The ZEM is a monocoque with body panels whose manufacture used additive techniques that reduce material waste, in addition to using recycled and recyclable plastics, pineapple leather, polycarbonate to replace glass, and the lighting system and infotainment are modular, allowing use in other products outside the car.

At the engine level, the ZEM features nine 2.3 kWh modular batteries to power the just 22 kW electric motor or its 29.5 hp equivalent, and has a regenerative system that allows these batteries to be partially recharged with electric braking or motor deceleration. This recharging, in addition to that which can be done from an electrical outlet, it also receives additional power from the solar panels on the roof and hood.

In addition, being built with recycled and recyclable materials, the ZEM has less impact than the standard in its manufacturing process.
In addition, being built with recycled and recyclable materials, the ZEM has less impact than the standard in its manufacturing process.

But what caught the attention of the ZEM the most was its ability to capture CO2 from the air. It does this through its grille, equipped with a direct carbon dioxide capture system as the vehicle moves forward. The creators reported that thanks to this device they can be eliminated up to 2 kilograms of CO2 for 20,600 km traveled at a speed of 60 km/h. Although that seems like a small sum, if every car in the world had a similar system, the reduction could be substantial.

This capture is done in a filter which must be replaced every 320 km and must be washed, ideally with sustainable energy, and the CO2 must be bottled in tanks which, in the ecosystem of the project, must be installed at the same points electric charging.

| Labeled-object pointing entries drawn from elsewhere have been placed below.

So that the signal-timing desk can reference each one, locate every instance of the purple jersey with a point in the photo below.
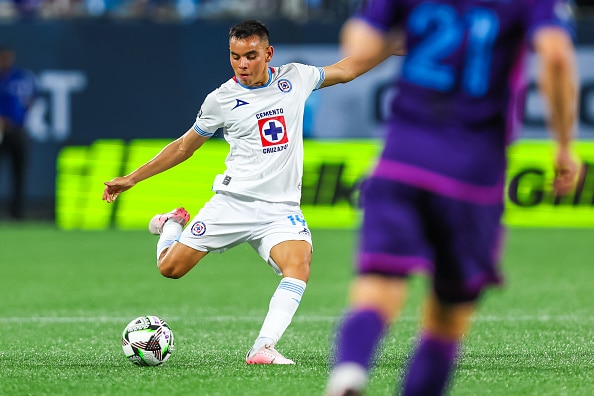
(456, 93)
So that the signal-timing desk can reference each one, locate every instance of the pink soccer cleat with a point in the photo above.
(179, 215)
(267, 355)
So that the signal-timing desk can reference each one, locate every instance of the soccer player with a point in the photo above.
(435, 199)
(257, 199)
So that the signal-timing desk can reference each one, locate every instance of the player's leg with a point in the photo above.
(434, 358)
(392, 246)
(466, 238)
(283, 241)
(375, 301)
(173, 259)
(293, 259)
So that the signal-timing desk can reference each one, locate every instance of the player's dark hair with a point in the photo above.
(249, 28)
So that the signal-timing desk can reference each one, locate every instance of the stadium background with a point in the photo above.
(110, 80)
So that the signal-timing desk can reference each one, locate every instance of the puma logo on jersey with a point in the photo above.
(239, 103)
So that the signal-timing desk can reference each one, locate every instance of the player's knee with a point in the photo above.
(297, 269)
(170, 270)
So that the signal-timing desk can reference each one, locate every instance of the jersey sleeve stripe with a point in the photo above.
(322, 77)
(201, 132)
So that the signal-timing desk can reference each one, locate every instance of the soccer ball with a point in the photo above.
(147, 341)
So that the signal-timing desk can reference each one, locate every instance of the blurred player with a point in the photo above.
(18, 90)
(258, 197)
(435, 199)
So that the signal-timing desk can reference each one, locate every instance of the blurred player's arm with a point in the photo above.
(171, 155)
(557, 82)
(365, 47)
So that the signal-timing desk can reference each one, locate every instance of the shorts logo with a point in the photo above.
(285, 85)
(198, 228)
(273, 131)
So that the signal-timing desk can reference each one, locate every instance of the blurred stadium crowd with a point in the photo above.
(176, 10)
(190, 10)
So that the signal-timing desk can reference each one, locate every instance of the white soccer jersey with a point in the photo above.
(264, 129)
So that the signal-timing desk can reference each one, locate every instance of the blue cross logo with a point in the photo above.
(273, 131)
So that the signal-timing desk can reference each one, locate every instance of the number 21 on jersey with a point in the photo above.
(442, 30)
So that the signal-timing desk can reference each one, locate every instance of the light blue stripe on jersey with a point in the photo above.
(201, 132)
(322, 77)
(292, 287)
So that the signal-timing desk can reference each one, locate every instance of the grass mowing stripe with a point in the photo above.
(67, 299)
(302, 319)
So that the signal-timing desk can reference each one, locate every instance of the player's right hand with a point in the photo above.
(115, 187)
(567, 172)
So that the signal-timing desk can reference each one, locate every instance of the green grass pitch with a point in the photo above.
(66, 297)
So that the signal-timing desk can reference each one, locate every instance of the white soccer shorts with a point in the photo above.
(227, 220)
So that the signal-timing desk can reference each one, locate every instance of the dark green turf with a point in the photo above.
(66, 297)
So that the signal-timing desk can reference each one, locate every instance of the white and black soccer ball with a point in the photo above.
(148, 341)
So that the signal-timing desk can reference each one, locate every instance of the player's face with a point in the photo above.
(249, 60)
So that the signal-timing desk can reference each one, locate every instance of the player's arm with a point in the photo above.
(171, 155)
(365, 47)
(557, 82)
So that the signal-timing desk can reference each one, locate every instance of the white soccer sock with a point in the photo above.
(171, 231)
(283, 305)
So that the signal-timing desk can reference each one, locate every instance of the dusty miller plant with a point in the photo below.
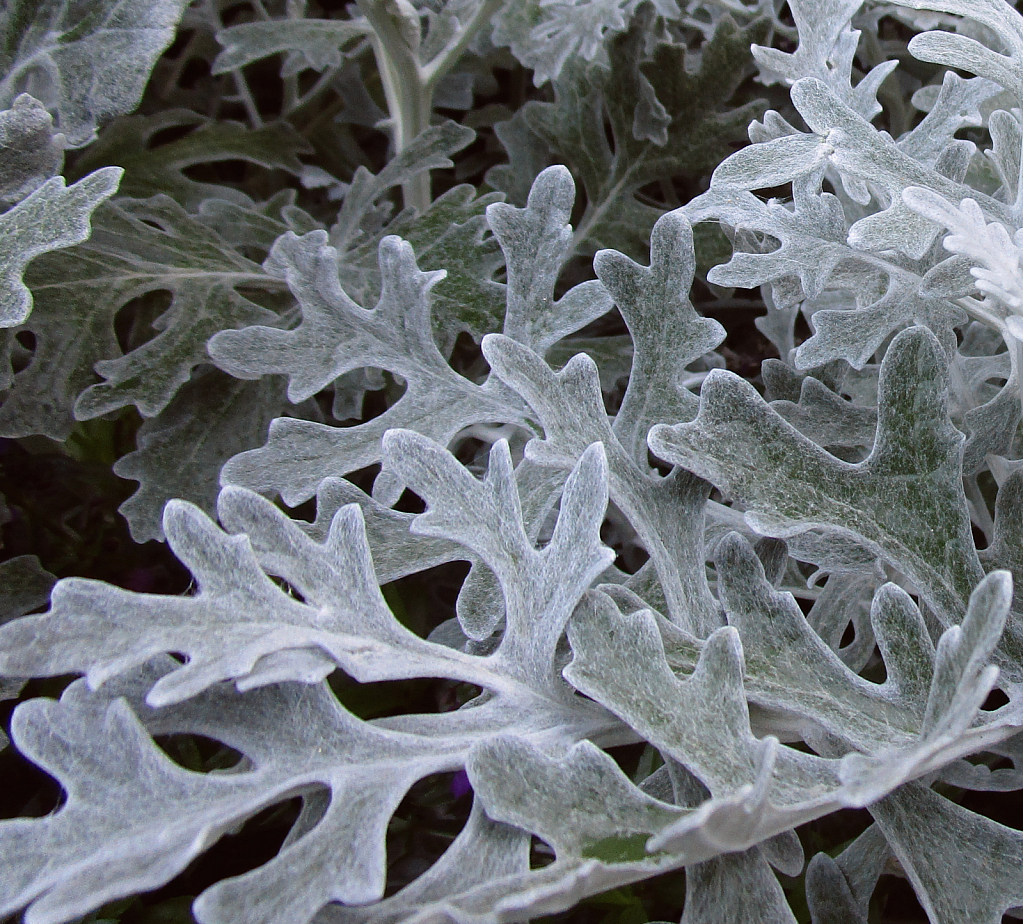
(857, 518)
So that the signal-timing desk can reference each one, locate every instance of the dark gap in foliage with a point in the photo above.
(363, 478)
(661, 467)
(198, 753)
(193, 72)
(63, 510)
(287, 587)
(232, 172)
(424, 600)
(306, 512)
(466, 358)
(802, 330)
(264, 78)
(133, 321)
(876, 671)
(410, 502)
(618, 534)
(473, 453)
(376, 401)
(385, 699)
(237, 13)
(628, 757)
(170, 134)
(427, 821)
(995, 700)
(28, 791)
(896, 902)
(745, 348)
(657, 898)
(181, 40)
(540, 853)
(1003, 807)
(332, 8)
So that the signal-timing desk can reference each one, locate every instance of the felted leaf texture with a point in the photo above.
(919, 523)
(153, 169)
(665, 122)
(137, 250)
(371, 764)
(309, 43)
(54, 216)
(86, 61)
(338, 336)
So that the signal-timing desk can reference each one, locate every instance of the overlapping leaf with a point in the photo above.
(665, 122)
(93, 58)
(338, 336)
(137, 248)
(904, 500)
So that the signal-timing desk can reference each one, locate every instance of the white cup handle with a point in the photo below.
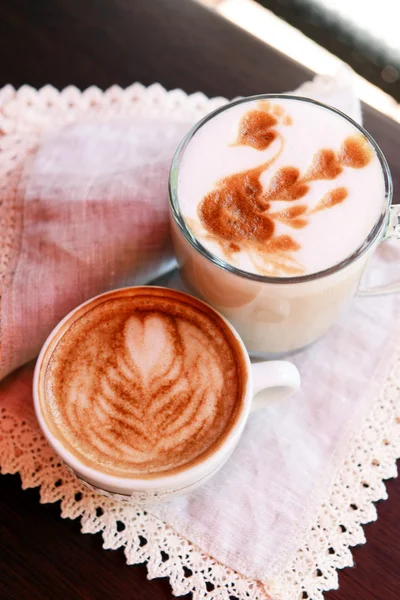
(273, 381)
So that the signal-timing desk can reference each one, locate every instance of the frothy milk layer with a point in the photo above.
(143, 383)
(281, 187)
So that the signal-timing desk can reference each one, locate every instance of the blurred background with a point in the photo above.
(325, 34)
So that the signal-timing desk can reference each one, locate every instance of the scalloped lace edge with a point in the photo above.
(359, 480)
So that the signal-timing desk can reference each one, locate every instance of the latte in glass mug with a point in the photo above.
(277, 203)
(145, 391)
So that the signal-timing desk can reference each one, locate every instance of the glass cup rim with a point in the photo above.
(226, 266)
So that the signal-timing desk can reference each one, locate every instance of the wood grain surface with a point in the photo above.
(179, 44)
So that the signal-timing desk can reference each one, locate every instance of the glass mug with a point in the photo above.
(277, 315)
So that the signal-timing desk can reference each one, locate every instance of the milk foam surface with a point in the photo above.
(325, 221)
(144, 385)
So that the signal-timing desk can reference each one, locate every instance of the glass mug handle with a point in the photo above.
(393, 231)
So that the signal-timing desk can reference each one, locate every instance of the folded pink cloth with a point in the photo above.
(90, 213)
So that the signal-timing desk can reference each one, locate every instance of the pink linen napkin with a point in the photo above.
(90, 214)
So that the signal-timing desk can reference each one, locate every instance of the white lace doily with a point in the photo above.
(359, 479)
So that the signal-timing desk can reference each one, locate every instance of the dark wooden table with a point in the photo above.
(179, 44)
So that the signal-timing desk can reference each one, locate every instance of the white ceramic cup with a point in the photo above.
(266, 382)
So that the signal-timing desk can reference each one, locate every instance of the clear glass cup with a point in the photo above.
(278, 315)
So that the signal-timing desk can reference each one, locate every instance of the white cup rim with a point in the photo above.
(183, 477)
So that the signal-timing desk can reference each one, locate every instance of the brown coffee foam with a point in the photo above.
(130, 407)
(237, 214)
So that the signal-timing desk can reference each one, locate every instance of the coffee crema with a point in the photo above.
(143, 383)
(294, 177)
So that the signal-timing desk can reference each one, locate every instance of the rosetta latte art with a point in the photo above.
(143, 388)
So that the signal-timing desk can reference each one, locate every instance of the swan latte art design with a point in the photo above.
(280, 187)
(143, 383)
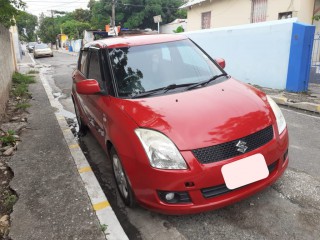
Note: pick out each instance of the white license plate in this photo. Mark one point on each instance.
(245, 171)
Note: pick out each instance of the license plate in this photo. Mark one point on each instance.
(245, 171)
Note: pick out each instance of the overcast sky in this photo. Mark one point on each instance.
(36, 7)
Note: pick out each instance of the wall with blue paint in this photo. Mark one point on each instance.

Like any project of the Eindhoven University of Technology, the ZEM has solar panels to capture photovoltaic energy for its batteries
Like any project of the Eindhoven University of Technology, the ZEM has solar panels to capture photovoltaic energy for its batteries

Members of the team and ZEM will travel to the United States next August to visit universities and companies, showing his work. The idea is to infect others so the system can spread quickly.

“We want to tickle the industry by showing what is already possible”, said Nikki Okkels, head of external relations for the group. Adding that “If in one year, 35 students have been able to design, develop and build an almost carbon-neutral car, the opportunities are much greater at the industrial level.